The post-2014 National Action Plan (NAP) was stillborn in the face of the Inter-Services Intelligence (ISI) and Military Intelligence (MI) balking at the suggestion that they should coordinate with and (perish the thought!) share intelligence with their civilian counterparts under the National Counter Terrorism Authority (NACTA). There the half-baked pie of the NAP rests in peace (RIP). There is no evidence that either the military or civilian authorities are seized of the critical requirement to overcome this logjam and get down to the serious task of rooting out the terrorist threat. We must therefore gird ourselves against more of the same for the foreseeable future.

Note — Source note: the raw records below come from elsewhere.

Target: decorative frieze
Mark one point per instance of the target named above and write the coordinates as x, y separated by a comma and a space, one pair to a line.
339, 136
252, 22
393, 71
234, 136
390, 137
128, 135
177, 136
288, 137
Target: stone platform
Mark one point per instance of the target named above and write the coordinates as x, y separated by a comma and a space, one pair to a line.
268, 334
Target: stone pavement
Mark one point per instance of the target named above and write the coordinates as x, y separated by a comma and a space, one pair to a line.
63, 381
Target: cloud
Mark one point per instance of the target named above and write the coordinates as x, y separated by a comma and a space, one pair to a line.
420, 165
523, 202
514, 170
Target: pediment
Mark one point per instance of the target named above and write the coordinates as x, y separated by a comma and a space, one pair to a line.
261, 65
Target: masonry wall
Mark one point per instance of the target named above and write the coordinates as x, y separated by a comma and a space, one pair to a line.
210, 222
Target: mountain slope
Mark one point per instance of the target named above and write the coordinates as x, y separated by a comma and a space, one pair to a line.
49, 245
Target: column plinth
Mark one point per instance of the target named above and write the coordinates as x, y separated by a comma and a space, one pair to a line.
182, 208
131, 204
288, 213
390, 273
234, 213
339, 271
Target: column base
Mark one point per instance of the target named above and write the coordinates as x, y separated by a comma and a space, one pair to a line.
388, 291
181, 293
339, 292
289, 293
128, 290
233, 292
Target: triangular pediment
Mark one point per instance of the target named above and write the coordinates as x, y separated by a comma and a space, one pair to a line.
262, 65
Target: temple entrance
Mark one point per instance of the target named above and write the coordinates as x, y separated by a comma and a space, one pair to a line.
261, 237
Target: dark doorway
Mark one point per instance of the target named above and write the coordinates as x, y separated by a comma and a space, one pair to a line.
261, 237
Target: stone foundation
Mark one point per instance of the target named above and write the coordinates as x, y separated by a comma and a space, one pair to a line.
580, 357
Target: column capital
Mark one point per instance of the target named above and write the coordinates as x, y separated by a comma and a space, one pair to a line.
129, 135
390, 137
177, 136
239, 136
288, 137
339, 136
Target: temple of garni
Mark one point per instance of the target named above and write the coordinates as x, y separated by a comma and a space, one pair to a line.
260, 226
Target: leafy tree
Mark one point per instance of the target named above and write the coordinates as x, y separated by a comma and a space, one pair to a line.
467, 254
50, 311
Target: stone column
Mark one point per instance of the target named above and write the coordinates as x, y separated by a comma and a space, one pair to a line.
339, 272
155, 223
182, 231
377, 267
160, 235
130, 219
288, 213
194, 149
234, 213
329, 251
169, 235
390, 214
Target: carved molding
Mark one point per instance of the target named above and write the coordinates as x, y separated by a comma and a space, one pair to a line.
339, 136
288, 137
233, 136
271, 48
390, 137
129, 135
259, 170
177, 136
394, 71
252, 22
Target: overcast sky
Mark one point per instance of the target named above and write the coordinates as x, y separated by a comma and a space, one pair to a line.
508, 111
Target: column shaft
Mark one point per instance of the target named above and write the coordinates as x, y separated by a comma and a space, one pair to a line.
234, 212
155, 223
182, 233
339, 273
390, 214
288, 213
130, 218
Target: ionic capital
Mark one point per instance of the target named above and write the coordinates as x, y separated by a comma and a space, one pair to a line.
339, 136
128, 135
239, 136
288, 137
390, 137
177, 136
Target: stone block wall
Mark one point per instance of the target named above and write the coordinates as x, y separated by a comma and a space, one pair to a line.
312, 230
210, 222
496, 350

But hark, perhaps I underestimate the resolve of the military. In the wake of these multiple attacks in KP over the weekend, Pakistan has carried out airstrikes against alleged TTP bases across the border, killing, according to Kabul, eight people in Khost and Paktika provinces, all the dead being women and children. Taliban officials claim the ‘reckless’ airstrikes prompted retaliatory actions with “heavy weapons” against Pakistani military outposts on the border.
They followed up with a statement that Afghanistan would respond to any aggressive actions and defend its territorial integrity at all cost. The simmering tensions between Pakistan and Afghanistan since the 2021 victory of the Taliban, which prompted the former to expel millions of Afghan refugees across the border back to their home country, promise, if Kabul’s veiled threat is to believed, in “very bad consequences, which will be out (of) Pakistan’s control”.
Now it may be conceded that since the TTP terrorists based in Afghanistan’s border areas have their families living with them, the toll may well have included, if not been entirely composed of, women and children. To compare, not so long ago when Iran attacked alleged Jundullah bases in our Balochistan and Pakistan retaliated with strikes against alleged Baloch nationalist fighters in Iran, the casualties on that side, if correctly reported, were indeed women and children.
With all the sophistication of drone and air force technology today, it remains an uncertain weapon for targeting elusive guerrilla organisations. Pakistan and Iran mended fences soon after, in an atmosphere of both sides’ ‘honour’ having been satisfied, but the new tensions between Islamabad and Kabul portend an escalation with no end in sight.
Pakistan needs reasonable, if not good relations with all its neighbours at a moment when it has so many other problems to contend with. Relations with Iran are on the mend after the mutual strikes on each other and the start on the Pakistan side of the much delayed Iran-Pakistan gas pipeline that threatened their bonhomie. With India, relations remain frozen, with little chance of even normal diplomatic outreach till after the Indian elections.
With Afghanistan, we could be staring down the barrel of the gun of a continuing tension and even conflict on the border because of the reverse osmosis of TTP terrorists based in Afghanistan continuing and escalating their attacks inside Pakistan, the wages of the original sin of using religious extremists in Pakistan’s wars in Afghanistan since 1973.
Strangely, the terrorism issue has taken up all the space this week, but I shall no doubt be explicating the other issues facing Pakistan in flux in the weeks to come.